We, members of Faculty Democracy, abhor the recent policy decisions taken by the President and the Provost regarding penalties for striking GAs. Insofar as these decisions also affect academic matters such as evaluation of student work and assignment of teaching responsibilities within departments, they improperly encroach on the domain of faculty governance.

If the administration proceeds with these unduly harsh and undemocratic policies, there will be consequences that may include, but are not limited, to the following:

*withholding grades
*implementing a moratorium on the graduate admissions process
*informing prospective candidates for faculty positions, as well as those to whom offers are outstanding, of the administration's persistent violations of faculty rights at NYU.

We call on other faculty members and administrators to join us in pursuing these and other actions.

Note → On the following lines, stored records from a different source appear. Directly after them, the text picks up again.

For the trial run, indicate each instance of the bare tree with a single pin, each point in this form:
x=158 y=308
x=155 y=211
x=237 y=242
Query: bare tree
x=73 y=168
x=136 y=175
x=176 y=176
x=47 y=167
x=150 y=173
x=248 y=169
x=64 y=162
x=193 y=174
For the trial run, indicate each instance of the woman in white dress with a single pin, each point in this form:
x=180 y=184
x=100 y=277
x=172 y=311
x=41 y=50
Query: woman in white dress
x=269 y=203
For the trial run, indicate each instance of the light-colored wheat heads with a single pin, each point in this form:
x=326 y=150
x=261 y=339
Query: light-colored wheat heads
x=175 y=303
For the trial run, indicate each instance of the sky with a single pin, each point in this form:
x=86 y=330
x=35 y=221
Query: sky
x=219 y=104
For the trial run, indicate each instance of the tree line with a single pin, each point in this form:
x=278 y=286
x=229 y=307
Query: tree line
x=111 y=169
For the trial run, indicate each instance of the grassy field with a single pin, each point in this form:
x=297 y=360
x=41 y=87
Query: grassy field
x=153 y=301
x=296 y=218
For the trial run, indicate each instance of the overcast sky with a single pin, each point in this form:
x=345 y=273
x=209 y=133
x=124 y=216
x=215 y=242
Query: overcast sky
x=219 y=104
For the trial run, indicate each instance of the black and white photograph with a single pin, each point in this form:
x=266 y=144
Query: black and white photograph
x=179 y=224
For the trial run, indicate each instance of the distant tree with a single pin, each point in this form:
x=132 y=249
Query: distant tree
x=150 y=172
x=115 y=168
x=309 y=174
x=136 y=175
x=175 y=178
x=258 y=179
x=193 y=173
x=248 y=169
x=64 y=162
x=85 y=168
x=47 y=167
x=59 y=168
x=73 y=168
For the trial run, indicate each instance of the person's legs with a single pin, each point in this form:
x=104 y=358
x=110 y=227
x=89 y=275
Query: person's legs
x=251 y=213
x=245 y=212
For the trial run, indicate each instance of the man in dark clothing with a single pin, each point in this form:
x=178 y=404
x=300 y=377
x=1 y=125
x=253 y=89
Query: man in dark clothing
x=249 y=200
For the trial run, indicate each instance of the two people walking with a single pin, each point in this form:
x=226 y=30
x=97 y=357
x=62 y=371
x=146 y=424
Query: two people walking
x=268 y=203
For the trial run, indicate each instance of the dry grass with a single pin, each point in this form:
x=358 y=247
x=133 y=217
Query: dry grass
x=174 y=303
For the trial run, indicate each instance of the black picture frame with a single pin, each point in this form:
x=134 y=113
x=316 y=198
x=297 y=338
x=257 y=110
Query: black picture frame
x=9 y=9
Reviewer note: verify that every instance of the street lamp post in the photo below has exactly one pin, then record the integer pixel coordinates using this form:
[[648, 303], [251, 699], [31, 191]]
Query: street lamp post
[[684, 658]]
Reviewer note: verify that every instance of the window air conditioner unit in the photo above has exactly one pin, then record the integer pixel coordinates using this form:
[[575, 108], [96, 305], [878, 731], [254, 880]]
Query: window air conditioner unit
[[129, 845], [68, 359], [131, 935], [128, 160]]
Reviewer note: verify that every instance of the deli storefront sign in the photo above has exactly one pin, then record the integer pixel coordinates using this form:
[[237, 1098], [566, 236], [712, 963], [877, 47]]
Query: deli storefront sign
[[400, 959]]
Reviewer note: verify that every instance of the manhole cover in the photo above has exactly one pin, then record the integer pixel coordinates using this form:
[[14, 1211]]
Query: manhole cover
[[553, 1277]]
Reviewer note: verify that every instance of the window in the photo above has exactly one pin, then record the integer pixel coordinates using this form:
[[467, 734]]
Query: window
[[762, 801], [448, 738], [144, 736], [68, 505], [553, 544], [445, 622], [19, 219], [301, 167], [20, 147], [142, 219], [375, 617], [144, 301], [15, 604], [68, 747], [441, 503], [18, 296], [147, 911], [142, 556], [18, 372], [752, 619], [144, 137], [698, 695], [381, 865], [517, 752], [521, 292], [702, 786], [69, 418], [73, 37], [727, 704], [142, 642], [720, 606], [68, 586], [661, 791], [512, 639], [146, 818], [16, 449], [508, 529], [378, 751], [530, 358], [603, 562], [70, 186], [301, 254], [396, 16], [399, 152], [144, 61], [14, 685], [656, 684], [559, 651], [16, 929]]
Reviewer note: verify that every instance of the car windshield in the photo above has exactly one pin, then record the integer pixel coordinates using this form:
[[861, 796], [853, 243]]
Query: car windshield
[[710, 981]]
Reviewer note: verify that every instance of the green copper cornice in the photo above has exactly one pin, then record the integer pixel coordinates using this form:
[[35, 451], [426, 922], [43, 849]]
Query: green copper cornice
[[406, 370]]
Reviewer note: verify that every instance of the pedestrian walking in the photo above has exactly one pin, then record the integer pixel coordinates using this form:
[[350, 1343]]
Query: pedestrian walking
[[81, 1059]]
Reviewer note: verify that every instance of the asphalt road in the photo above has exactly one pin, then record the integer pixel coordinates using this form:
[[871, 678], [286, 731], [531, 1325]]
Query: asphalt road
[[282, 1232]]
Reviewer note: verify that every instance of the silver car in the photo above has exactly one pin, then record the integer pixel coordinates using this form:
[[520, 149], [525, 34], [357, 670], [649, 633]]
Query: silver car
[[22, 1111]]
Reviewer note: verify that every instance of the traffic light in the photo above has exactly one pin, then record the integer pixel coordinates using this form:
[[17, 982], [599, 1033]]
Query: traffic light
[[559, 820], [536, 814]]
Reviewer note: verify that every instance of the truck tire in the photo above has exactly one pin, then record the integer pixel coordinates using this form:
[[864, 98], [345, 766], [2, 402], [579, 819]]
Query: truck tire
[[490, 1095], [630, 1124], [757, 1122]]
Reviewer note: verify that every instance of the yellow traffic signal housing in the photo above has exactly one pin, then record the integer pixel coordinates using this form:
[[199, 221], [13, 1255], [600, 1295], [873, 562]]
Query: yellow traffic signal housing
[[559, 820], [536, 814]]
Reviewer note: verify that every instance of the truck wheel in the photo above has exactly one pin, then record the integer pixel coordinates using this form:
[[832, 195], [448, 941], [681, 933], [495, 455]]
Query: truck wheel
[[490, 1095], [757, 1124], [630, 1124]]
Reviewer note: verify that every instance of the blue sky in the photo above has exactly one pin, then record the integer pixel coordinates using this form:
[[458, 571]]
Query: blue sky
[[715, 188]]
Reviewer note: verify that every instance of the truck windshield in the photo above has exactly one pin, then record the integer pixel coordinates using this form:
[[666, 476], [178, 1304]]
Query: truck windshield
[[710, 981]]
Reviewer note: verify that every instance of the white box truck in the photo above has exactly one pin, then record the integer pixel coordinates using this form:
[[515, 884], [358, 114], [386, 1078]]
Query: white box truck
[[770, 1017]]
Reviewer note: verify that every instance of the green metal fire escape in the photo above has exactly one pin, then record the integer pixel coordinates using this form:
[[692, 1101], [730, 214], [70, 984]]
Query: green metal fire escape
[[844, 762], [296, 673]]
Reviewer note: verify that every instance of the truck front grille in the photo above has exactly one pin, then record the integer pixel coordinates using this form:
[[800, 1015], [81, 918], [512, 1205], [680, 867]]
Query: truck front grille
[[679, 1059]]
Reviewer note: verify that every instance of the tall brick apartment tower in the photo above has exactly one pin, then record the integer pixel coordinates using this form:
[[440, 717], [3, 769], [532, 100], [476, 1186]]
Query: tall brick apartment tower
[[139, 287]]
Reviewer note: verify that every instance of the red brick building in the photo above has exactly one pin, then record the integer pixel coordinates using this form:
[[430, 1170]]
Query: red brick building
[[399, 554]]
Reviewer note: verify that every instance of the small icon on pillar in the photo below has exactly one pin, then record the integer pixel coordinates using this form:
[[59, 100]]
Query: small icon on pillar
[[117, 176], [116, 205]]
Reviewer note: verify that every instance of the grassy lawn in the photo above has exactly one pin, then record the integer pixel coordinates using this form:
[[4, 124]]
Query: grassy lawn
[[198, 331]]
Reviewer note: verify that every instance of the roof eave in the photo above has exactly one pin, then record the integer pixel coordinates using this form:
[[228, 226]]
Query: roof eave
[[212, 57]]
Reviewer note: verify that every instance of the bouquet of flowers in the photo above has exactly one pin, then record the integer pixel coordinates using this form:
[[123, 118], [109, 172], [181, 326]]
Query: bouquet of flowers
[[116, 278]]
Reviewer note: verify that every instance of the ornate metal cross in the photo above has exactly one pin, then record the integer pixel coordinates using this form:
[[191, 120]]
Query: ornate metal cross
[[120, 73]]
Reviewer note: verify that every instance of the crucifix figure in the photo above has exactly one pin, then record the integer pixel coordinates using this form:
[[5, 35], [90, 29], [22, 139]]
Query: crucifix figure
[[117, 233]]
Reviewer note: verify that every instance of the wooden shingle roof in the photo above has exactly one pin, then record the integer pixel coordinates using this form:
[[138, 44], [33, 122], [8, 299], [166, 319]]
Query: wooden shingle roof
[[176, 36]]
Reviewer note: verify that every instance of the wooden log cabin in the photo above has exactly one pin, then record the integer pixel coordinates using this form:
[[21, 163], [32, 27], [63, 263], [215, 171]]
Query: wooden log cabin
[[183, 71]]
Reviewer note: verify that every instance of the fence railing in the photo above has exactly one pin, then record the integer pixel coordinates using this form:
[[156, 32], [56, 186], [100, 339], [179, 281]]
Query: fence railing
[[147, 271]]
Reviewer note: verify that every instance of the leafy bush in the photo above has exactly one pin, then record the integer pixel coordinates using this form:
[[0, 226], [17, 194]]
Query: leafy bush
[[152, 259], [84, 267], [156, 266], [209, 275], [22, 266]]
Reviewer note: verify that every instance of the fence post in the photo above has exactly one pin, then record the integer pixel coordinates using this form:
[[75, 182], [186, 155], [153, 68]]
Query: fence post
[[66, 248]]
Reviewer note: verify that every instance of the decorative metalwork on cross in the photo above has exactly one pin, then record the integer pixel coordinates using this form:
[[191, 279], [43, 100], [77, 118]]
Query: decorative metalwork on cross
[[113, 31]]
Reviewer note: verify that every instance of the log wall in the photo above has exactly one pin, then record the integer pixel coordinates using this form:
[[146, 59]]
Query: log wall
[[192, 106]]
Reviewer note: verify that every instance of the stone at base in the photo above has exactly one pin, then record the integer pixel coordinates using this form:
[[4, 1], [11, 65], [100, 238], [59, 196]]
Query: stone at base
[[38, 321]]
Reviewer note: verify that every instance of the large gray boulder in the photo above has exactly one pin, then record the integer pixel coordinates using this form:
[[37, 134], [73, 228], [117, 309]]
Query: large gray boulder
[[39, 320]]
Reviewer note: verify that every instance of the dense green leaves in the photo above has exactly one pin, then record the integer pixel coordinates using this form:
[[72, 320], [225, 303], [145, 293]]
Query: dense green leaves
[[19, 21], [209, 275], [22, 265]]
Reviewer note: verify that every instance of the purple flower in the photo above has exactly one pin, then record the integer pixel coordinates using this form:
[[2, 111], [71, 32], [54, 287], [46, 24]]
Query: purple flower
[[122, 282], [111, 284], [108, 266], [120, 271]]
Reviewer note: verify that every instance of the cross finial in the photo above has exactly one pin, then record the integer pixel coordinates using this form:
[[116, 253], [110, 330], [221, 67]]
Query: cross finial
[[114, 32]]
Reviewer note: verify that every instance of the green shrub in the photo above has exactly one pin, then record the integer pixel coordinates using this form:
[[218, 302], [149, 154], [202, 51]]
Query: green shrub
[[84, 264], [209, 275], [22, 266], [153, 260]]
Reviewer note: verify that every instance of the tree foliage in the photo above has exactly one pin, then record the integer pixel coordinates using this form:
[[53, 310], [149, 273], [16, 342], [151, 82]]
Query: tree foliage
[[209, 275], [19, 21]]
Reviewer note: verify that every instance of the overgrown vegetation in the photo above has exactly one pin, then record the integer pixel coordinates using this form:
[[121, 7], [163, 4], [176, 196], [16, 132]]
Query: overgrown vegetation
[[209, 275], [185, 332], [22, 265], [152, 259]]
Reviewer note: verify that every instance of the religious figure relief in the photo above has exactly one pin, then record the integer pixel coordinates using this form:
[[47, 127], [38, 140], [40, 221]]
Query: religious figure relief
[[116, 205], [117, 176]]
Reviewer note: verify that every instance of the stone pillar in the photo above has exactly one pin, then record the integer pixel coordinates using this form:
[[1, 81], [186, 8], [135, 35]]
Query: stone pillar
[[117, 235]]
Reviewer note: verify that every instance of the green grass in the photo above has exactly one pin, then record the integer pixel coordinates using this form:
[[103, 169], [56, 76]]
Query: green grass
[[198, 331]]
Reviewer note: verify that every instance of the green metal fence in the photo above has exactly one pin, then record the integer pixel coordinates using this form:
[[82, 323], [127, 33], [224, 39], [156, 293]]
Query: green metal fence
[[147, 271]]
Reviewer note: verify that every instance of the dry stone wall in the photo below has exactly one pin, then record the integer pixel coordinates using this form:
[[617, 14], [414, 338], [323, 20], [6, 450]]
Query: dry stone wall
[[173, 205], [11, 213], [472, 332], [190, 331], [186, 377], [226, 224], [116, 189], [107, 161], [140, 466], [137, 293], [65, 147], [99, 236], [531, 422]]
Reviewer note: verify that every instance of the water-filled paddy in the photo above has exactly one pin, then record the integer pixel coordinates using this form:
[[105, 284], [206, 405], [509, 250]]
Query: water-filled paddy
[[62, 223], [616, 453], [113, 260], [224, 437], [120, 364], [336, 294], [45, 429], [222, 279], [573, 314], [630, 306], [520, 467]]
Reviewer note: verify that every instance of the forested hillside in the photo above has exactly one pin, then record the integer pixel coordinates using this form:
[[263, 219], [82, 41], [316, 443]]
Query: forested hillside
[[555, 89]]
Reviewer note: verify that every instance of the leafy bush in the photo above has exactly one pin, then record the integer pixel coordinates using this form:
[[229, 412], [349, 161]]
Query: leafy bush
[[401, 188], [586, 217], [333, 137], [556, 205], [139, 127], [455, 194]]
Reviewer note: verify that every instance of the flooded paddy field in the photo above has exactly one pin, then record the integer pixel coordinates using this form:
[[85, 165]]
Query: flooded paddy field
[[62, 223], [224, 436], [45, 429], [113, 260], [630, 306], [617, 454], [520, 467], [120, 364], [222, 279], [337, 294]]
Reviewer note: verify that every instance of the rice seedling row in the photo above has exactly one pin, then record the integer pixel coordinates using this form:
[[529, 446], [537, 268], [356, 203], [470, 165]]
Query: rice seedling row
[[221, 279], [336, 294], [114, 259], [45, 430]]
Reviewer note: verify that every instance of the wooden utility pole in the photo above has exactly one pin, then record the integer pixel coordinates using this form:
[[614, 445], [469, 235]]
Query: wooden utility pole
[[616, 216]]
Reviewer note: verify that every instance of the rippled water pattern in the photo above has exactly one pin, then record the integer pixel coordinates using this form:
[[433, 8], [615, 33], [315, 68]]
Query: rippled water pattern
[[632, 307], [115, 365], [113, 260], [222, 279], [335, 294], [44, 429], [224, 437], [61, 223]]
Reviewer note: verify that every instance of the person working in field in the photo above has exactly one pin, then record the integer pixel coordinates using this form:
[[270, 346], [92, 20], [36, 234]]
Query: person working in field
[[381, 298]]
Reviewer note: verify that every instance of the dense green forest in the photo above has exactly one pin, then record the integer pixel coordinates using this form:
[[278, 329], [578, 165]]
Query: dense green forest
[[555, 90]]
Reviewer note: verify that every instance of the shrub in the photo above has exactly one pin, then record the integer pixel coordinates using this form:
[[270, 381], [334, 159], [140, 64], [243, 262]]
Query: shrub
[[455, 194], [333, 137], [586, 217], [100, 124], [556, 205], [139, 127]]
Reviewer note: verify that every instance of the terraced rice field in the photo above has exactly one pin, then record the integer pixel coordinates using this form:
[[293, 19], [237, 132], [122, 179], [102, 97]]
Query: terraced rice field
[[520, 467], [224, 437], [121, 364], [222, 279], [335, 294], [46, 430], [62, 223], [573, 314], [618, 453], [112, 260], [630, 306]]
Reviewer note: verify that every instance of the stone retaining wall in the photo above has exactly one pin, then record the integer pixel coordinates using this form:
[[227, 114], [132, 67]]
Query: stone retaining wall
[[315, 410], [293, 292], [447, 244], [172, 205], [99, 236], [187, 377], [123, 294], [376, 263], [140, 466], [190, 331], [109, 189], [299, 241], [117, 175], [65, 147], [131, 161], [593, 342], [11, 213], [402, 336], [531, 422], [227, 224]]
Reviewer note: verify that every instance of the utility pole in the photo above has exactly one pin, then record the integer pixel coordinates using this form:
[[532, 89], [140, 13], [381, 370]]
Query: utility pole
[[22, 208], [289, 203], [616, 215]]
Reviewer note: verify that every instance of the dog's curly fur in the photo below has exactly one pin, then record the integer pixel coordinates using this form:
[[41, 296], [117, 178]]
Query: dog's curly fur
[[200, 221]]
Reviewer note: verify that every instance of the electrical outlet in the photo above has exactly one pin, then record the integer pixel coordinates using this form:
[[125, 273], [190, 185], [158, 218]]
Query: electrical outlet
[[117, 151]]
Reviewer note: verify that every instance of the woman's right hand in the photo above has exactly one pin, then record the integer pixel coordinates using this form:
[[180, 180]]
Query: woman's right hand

Passed unanimously 11/30/2005

Today marked the last day strikers could remain on strike without losing their jobs. Most remain on strike in defiance of Sexton's illegal ultimatum. Hundreds proudly stood on the picket line today and joined a demonstration in Washington Square Park along with unions from across the city.

NYU's reputation in the international academic community has been severely tarnished by Sexton's move, with professors around the world condemning the administration. John Comaroff of the University of Chicago has said that he "will not accept any invitations to scholarly activities in the institution and will encourage all my colleagues at the University of Chicago and elsewhere to do the same." Pulitzer-prize winner Robert Massie has predicted that NYU's prestige will "decay and shrink." A petition to the administration, started by a number of distinguished scholars including Judith Butler and Slavoj Zizek, has gained 5,500 signatures in less than a week.